New copies of old gene began our brain expansion

Research shows how genes supercharge neuron formation during human development...

A partial, duplicate copy of a gene appears to be responsible for critical features of our human brain that distinguish us from our closest primate relatives. The momentous gene duplication event occurred about two or three million years ago, at a critical transition in the lineage of human evolution, according to a pair of studies published early online in the journal Cell, a Cell Press publication, on May 3rd, 2018.

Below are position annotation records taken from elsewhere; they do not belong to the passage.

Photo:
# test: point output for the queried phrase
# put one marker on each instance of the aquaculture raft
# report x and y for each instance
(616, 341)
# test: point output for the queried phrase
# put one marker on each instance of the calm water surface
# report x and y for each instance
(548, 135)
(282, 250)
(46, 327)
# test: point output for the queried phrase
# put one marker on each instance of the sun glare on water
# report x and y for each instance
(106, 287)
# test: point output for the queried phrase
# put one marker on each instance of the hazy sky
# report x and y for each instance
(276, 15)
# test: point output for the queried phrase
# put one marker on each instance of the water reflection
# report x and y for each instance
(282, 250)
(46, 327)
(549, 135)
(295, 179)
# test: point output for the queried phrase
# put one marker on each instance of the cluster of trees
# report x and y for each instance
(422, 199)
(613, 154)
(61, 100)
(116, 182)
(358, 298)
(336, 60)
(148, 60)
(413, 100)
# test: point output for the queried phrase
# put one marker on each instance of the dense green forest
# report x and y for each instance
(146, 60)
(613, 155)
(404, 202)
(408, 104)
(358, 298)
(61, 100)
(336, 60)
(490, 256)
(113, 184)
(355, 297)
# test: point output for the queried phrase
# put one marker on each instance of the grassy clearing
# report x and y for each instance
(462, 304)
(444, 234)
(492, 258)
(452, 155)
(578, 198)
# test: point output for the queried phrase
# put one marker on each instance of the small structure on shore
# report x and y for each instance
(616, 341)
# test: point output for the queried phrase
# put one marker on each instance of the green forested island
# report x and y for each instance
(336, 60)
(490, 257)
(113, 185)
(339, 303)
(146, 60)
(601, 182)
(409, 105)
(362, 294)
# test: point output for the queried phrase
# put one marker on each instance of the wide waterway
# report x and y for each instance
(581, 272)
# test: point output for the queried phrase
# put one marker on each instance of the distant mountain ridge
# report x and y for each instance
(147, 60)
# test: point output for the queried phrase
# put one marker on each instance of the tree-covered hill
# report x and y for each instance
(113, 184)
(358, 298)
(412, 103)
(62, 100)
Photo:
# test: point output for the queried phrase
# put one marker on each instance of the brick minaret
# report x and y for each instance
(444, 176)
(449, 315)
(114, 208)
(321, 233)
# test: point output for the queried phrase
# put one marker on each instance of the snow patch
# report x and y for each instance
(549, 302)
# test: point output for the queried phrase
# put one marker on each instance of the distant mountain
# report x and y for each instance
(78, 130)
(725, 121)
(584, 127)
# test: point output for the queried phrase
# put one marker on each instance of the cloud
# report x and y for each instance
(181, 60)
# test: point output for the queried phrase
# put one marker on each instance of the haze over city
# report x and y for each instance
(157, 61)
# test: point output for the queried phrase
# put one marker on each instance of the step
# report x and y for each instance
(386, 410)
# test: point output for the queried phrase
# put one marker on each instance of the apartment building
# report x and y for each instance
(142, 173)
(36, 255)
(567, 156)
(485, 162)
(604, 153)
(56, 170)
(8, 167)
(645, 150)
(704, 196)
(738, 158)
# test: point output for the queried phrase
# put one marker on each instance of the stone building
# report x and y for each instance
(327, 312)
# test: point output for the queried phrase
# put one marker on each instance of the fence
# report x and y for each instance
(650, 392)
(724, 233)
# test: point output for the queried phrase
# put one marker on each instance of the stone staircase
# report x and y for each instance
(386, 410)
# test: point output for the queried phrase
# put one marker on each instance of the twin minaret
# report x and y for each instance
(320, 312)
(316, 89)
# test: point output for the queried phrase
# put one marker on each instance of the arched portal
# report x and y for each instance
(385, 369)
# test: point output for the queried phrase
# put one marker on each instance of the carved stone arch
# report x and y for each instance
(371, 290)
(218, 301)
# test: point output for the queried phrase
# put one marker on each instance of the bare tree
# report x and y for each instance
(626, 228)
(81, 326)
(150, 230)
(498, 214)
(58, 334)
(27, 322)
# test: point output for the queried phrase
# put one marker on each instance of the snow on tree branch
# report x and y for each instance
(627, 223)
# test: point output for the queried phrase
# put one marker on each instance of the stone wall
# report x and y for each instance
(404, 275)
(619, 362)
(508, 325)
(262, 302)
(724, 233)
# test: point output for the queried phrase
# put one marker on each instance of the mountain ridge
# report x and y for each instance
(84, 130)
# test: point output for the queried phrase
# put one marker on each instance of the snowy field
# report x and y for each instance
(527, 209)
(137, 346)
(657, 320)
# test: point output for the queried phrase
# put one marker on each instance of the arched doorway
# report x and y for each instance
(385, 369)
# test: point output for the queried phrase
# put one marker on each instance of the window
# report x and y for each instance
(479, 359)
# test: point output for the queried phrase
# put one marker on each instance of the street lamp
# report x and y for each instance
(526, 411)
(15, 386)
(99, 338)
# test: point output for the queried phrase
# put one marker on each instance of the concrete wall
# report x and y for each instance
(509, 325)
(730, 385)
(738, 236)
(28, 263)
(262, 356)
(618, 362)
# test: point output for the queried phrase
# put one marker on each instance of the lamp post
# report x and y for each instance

The studies are the first to explore the evolutionary history and function of a gene duplicate that is uniquely human. These "extra" genes are particularly interesting because they most likely provide the source of material used for our brain's adaptive evolutionary change. Until now, studying these genes has been technically challenging as they are nearly indistinguishable from each other.

"There are approximately 30 genes that were selectively duplicated in humans, using some of our most recent genomic innovations." explains Franck Polleux, an expert in brain development at The Scripps Research Institute.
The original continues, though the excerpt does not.